Selling Uk Homes In The Digital Age
News Posted On: 18 April 2012
Selling houses in the UK used to be so much simpler before the internet became the power that it is today. It was a simple case of choosing an estate agent, which you did either by watching for the quickest disappearing for sale boards in your area, or looking at the best ads in your local press.
Nowadays it is completely difficult, and some would say more complicated, but others would say the addition of choice means it is as complicated or as simple as you want it to be, and perhaps proportionately to the amount of money you want to save. If you want to avoid paying the 2% traditional estate agents commission then there are options out there, but they require a little more time and effort on your part.
To begin with the only other option was to sell your house privately, using private sale websites, and this was a good option, because these sites listed your home on the massive sites like Rightmove, FindaProperty and Primelocation. However, once these sites banned private sales sites from listing their properties, selling privately became much more difficult. Luckily a third option came along not long after in the form of online estate agents, aka fixed-fee estate agents. These are able to charge lower prices because they focus on the internet and so save on overheads like high street offices and company cars, which they have no need for.
However, it is not an all or nothing choice between private sales or an estate agent. In the UK there are four types of estate agency agreement: sole selling, sole agency, multi agency and ready, able and willing purchaser.
The sole selling agreement is the estate agents favourite, because it means they are the only one who can sell your home, and even if you find a buyer yourself you must still pay the agent his commission.
Both the sole agency and the multi agency agreements allow what is called dual-selling, because if you find the buyer through a private sale website for example, you do not need to pay the agent his commission. In sole agency you operate dual-selling with only one agent, and in the multi agency you do it with more than one agent, and pay commission to only one agent if he/she finds the buyer, no commission if you find the buyer. However, in the sole agency contract be careful that the private sale sites you list with don't do any of the following:
Send out property particulars and arranging viewings.
Receive and field queries from potential buyers on behalf of those listing on their site, i.e. the enquiries must go straight to the seller.
Provide and/or put up outside the property a 'For Sale' board containing [The Private Sale Company] contact details.
The ready, willing and able purchaser agreement is not very user friendly, it means that if the agent brings you a buyer that is ready, willing and able to purchase your home you pay them the commission, whether the sale completes or not.
So, What's the Best Way to Sell UK Property in the 21st Century
With this new method (dual-selling) in hand, of course the best way to sell a house in the 21st century is to have the best of both worlds.
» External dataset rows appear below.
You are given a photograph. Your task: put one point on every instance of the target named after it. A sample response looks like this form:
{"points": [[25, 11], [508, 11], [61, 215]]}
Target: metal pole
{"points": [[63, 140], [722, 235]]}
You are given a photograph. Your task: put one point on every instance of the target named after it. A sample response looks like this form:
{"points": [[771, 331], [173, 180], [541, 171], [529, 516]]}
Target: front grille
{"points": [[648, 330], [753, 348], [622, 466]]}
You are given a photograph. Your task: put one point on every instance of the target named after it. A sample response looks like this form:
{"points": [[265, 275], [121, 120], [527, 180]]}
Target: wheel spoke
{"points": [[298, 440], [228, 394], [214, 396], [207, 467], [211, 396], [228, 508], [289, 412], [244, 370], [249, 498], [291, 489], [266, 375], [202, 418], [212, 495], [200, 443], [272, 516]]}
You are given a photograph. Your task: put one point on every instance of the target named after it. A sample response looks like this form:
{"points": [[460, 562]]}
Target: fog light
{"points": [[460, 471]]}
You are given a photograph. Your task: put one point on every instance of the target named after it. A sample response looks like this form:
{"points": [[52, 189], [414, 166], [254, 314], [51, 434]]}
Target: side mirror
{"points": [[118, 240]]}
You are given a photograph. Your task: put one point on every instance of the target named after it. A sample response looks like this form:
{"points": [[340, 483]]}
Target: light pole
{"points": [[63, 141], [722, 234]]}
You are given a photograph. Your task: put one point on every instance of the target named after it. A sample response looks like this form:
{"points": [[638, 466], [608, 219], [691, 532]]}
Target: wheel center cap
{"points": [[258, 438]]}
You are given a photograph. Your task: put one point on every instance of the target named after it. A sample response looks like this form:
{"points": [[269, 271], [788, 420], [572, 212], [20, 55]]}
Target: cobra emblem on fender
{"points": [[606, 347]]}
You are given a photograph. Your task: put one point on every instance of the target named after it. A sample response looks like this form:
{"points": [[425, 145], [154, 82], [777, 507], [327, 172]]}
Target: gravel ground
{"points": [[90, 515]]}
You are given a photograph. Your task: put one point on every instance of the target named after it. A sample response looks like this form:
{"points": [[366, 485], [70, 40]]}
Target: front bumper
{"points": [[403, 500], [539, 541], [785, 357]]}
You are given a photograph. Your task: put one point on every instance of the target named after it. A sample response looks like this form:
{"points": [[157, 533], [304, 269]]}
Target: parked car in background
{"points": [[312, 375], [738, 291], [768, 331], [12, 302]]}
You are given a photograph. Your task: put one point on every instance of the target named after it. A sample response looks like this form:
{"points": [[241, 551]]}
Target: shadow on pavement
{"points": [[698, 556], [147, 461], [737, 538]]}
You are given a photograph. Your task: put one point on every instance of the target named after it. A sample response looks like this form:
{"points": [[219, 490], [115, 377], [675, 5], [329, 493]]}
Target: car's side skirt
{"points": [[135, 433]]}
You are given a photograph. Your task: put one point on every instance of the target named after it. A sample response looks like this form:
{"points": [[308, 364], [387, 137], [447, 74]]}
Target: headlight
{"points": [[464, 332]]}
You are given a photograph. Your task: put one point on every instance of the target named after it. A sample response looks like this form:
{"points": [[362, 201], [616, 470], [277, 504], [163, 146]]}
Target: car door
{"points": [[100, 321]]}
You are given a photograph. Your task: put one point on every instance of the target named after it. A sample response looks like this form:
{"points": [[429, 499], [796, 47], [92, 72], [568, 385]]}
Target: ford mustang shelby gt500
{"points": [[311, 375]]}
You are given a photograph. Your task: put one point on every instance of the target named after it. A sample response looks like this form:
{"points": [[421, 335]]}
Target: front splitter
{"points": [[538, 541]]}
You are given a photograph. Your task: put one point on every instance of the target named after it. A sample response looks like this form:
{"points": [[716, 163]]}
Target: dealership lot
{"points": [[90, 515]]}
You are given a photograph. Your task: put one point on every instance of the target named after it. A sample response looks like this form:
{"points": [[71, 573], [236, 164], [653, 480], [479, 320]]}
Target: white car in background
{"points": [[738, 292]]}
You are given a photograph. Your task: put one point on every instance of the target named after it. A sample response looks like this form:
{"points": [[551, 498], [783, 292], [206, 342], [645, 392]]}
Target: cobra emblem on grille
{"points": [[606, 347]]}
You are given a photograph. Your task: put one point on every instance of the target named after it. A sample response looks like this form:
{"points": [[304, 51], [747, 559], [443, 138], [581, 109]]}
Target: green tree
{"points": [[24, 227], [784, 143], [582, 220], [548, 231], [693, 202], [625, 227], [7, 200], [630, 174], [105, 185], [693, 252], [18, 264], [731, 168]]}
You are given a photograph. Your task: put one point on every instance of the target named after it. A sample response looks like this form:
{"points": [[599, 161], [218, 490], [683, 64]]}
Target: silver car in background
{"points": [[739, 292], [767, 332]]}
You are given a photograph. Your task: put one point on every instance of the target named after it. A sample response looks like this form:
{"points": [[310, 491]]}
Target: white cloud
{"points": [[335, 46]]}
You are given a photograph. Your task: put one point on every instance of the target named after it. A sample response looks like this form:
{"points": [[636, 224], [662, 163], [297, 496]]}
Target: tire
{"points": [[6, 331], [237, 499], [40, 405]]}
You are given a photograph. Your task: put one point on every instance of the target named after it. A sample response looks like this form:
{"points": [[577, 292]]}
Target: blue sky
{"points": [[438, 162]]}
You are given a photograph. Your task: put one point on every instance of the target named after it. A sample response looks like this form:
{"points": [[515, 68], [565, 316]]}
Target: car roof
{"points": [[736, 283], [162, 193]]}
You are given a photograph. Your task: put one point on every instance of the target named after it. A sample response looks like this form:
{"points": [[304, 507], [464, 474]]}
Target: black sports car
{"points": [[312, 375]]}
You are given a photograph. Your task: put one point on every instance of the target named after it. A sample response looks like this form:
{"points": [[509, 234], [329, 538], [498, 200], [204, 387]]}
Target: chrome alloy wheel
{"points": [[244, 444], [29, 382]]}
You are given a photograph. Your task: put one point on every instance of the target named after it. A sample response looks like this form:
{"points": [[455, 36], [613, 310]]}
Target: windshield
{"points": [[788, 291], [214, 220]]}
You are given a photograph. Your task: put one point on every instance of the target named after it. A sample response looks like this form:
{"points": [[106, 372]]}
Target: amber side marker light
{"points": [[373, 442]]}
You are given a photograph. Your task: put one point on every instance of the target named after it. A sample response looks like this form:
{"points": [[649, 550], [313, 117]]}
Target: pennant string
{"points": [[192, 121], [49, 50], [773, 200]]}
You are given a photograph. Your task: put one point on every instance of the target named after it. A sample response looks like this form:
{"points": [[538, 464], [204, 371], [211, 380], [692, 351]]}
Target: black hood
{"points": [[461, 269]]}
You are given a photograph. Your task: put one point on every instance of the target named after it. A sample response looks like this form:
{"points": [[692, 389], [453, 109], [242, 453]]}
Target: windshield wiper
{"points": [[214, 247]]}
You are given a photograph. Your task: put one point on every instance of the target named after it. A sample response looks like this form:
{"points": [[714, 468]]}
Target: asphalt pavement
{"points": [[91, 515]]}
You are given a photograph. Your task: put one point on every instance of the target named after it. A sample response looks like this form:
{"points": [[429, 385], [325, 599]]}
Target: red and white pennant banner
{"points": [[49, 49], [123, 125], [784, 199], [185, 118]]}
Using an estate agent will get your property on to the big hitters like Rightmove, Zoopla, Find a Property and Primelocation. Not having your home on those sites costs your home potentially millions of online views and god knows how many enquiries and viewings.
But there are thousands of private home selling sites that allow you to list for free, and many more sites that can bring thousands of online views for your property, so not listing on those would also risk losing out on exposure, and possibly the chance to sell without paying commission.
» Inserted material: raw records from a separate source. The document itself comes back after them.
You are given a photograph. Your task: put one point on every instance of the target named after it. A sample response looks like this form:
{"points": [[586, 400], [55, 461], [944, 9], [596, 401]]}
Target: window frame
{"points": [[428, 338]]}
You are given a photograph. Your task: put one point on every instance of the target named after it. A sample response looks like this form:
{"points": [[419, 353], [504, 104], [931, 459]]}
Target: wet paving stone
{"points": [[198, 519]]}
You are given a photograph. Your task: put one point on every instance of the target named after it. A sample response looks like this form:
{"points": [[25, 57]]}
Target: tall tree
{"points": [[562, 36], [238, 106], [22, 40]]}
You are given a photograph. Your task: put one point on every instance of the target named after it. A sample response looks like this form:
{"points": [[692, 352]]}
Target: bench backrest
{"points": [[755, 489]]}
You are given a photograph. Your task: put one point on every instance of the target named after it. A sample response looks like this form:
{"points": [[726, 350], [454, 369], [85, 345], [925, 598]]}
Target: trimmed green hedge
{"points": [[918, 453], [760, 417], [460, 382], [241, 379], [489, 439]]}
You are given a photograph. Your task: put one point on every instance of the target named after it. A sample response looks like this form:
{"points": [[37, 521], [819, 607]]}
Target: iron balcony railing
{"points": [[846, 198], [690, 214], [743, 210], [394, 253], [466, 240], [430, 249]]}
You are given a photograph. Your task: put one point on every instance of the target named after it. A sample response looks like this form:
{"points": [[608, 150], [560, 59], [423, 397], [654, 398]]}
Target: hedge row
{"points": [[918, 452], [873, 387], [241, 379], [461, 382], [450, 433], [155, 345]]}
Online Agent or a Traditional Agent?
This is a pretty simple choice actually. If you can whole-heartedly see that the internet dominates home-selling and think you can handle your own viewings and negotiations, then an online agent is a no-brainer. If not then a high street agent is probably your choice.
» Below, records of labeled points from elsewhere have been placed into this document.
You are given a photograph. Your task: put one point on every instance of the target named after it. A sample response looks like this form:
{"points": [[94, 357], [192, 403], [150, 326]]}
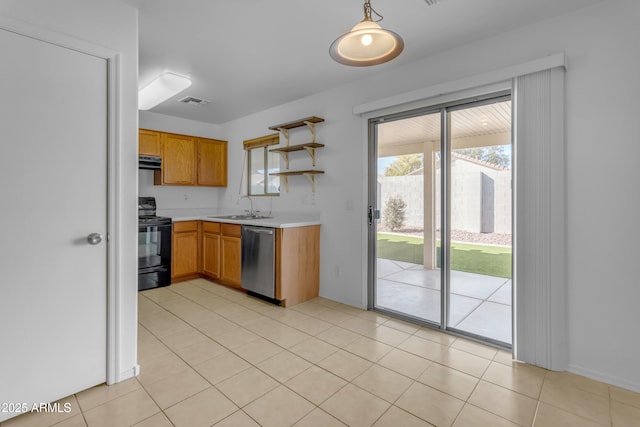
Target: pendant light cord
{"points": [[367, 12]]}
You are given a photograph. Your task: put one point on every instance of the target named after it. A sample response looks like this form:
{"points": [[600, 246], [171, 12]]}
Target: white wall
{"points": [[114, 26], [601, 97]]}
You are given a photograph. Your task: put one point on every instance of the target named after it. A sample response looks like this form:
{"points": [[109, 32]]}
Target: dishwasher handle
{"points": [[258, 230]]}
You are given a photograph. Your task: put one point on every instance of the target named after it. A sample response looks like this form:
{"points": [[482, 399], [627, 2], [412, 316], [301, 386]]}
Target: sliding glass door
{"points": [[440, 227]]}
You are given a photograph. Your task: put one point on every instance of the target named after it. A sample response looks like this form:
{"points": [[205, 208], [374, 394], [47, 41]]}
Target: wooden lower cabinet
{"points": [[231, 254], [211, 249], [297, 264], [185, 257], [214, 250]]}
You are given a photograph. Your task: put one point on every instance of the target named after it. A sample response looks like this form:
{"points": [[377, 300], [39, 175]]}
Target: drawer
{"points": [[232, 230], [182, 226], [211, 227]]}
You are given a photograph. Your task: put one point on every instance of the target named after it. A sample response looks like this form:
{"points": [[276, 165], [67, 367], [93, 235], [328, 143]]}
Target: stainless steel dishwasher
{"points": [[258, 260]]}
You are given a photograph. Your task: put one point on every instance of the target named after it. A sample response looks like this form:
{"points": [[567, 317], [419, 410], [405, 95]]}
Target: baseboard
{"points": [[599, 376]]}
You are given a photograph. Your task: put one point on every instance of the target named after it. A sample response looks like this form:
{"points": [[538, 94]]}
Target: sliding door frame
{"points": [[444, 109]]}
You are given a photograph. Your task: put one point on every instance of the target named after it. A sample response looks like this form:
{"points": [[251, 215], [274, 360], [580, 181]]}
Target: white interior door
{"points": [[53, 187]]}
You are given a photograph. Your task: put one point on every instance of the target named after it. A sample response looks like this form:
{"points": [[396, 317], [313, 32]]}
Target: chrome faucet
{"points": [[251, 212]]}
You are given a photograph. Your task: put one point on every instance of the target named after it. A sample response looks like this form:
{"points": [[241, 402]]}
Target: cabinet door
{"points": [[184, 260], [231, 254], [212, 162], [211, 249], [148, 143], [178, 159]]}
Where to Advertise Privately?
So, you choose your estate agent to get listed on the big online portals and possibly also to handle viewings. Next is to choose where and how you will advertise yourself. It's a simple formula; you want to get the widest exposure for the lowest price. So start by listing on the big portals that are also free: Ebay, Gumtree, Tepilo, and the Little House Company are the big 4 free sites. And Houseweb will get you onto Fish4Homes and many other big sites for £125,
Apart from those your best bet is to find sites using Google search. Google is the biggest search engine, and millions of people use it to search for property for sale every day. If you come across property search engines like Nestoria or propertyads.co.uk in the top results, then look at their listings to see which sites they pull properties from and list on one or all of them.
For example if I wanted to sell a property in Scunthorpe, I would search houses for sale in Scunthorpe and see which of the top 10 sites would allow me to list privately, as those will likely get a good number of visitors looking to buy a house in Scunthorpe. You can then run similar searches to find more places to list, and also inspect the sites advertising for these terms in the paid results.
Then there is niche marketing; finding buyers based on the special attributes of your home. For example, if your home comes with rights to fish a stretch of river, then you may find buyers on fishing sites, likewise for if your home has access to land or stables, you may find buyers on equestrian or farming sites.
Again, you know your home better than anyone else, and you know what you love about and so what other people will as well. Thus, you can potentially create a far better listing than an estate agent would.